Number 4: Look beyond the obvious

Similar to top tip number 3 is this one aimed at buyers of ‘preloved’ homes. Ok, so strictly speaking it does not meet the aims of the blog post which is to offer 5 top tips for managing the purchase of the property you’ve already chosen. However, it is still a nice piece of advice for house buyers so I’m cheekily slotting it in here anyway. Where top tip number 3 asks you to consider what is included in the house sale, top tip number 4 advises to try to look beyond what is included. Look beyond those chintz curtains at the windows that lie behind them. Look beyond the peach bathroom tiles and avocado suite and assess the size and quality of the walls that support them. It can be so hard to see the house beyond the chaos, but more often than not the aesthetics of a home are easily fixed and can be done on a bargain budget.

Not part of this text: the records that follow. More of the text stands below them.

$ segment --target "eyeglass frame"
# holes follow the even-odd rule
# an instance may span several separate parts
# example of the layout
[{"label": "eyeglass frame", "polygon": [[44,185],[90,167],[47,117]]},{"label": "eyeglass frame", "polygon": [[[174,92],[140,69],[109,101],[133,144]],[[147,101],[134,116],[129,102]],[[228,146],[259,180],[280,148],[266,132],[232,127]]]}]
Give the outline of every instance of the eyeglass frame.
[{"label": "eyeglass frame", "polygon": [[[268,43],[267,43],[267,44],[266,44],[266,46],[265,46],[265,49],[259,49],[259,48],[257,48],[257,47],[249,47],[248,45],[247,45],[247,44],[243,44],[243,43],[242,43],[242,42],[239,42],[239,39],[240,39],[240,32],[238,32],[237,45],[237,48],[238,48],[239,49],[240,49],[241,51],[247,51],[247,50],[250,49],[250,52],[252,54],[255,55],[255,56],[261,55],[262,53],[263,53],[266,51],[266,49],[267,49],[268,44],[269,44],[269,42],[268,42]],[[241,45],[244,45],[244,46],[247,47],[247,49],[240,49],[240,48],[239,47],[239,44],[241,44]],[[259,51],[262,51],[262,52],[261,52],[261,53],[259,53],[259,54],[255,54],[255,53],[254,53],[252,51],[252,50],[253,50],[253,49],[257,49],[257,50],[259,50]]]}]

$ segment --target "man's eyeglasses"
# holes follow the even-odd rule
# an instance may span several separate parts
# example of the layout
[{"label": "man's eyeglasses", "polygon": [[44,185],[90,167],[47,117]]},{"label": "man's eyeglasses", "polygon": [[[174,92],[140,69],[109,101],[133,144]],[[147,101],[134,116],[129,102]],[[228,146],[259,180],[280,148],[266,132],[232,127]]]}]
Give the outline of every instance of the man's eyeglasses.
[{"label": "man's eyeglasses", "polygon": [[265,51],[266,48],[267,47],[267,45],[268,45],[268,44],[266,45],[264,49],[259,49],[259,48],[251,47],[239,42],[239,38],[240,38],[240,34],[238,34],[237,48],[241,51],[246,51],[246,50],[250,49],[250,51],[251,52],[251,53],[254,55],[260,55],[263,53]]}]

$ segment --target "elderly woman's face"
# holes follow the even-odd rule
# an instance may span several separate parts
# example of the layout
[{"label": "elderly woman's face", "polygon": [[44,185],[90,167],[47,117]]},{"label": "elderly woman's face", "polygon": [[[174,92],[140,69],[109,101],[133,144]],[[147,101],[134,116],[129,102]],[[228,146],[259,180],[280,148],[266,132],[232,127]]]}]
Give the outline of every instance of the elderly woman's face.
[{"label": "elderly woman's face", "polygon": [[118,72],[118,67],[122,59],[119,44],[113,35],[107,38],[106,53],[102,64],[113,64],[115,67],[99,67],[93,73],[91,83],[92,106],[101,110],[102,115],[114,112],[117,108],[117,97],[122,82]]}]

Number 5: Please don’t be hasty

I’m speaking from raw experience here…please never act in haste and do not offer on a  property you do not intend on buying. Despite what people may tell you, the Scottish property system is not infallible and it does not protect all and sundry from the selfish people of this world, as I sadly discovered when my flat sale fell through only a couple of weeks before completion. The buyer did not have a reason for pulling out, she just “changed her mind” and there was nothing I could do to save it. More upsetting was the prospect of losing Number 28, however, staying true to top tip number 1, I involved the estate agent for my purchase in the process and let her know what had happened. I truly believe she felt my devastation and really trusted that I would do my utmost to secure another buyer as soon as possible and proceed with buying the family home of our dreams. I am grateful for her faith in us and proud of my resolve. Things change, and I understand that, but our decisions can affect others in ways we can’t imagine and selling and buying property is stressful enough without the added burden of flaky buyers.